It's probably my explaining, I feel like it would be easier with props
Imagine you have a cup of milk, pour out half the milk and top up with water, you'd agree I'll now have 50/50 water and milk - right? If you pour out half of that 50/50 milk/water cup top it up with water again - do you now have a glass of pure water? After all that's two 50% changes ... so you'd think that means now you have 100% water? Nope, you still have milky water!! (Feel free to try it
) To be accurate you now have 25% milk and 75% water, because when you poured out half the glass the second time you were pouring out some milk and some of the new water, not just milk. If you kept going you'd eventually dilute it until you couldn't detect milk. On the other hand, if you poured out all the milk in one go and then refilled with water then you would have 100% water. That's why two 50% changes don't = a 100% change.... and a 90% in one go change makes a 90% change. You'd need to do 3-4 50% changes to achieve the same dilution as a single 90%.

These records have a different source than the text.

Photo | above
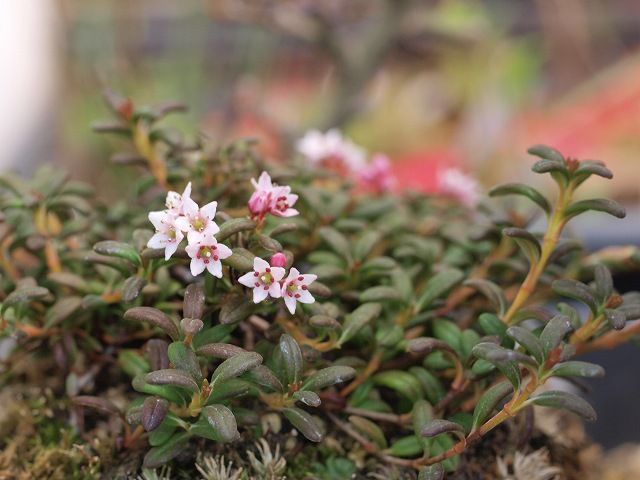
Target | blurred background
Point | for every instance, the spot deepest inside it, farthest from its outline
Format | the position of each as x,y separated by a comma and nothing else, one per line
432,83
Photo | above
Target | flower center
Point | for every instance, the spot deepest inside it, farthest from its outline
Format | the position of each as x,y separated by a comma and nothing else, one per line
198,223
208,253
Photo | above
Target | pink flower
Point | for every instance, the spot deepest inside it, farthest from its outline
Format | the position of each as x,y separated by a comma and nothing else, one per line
264,280
198,220
278,260
377,175
175,201
456,183
296,289
331,150
167,235
206,252
271,198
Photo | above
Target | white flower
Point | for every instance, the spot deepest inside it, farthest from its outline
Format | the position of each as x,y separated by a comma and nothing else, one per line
198,220
168,234
264,279
458,184
296,289
331,149
175,201
206,252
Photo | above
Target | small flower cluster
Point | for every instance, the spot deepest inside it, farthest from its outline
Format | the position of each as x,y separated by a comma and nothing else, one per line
271,198
183,216
454,182
333,151
268,280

1st 50% change = 50% new water
2nd 50% change = 75% new water
3rd 50% change = 87.5% new water
4th 50% change = 93.75% new water
Now, to make it worse, imagine the water you are refilling with already has some milk in! Just like your tap water already has nitrates.
If your tank has 10ppm and your tap has 5ppm your numbers will look like this:
1st 50% change = 7.5ppm
2nd 50% change = 6.25ppm
3rd 50% change = 5.625ppm
That's assuming no more nitrate is generated, when we know it is as it's raising from 5 to 10ppm in 3 days. Assuming your water change is every 3 days that makes your number look like:
1st 50% change = 7.5ppm (raising to 12.5ppm)
2nd 50% change = 8.75ppm (raising to 13.75ppm)
3rd 50% change = 9.37ppm (raising to 14.375ppm)
4th 50% change = 9.6875 (raising to 14.6975ppm)
5th 50% change = 9.84375 .... and so on
As you can see it stabilises out just under 10ppm. It's physically impossible for you to water change your nitrates lower.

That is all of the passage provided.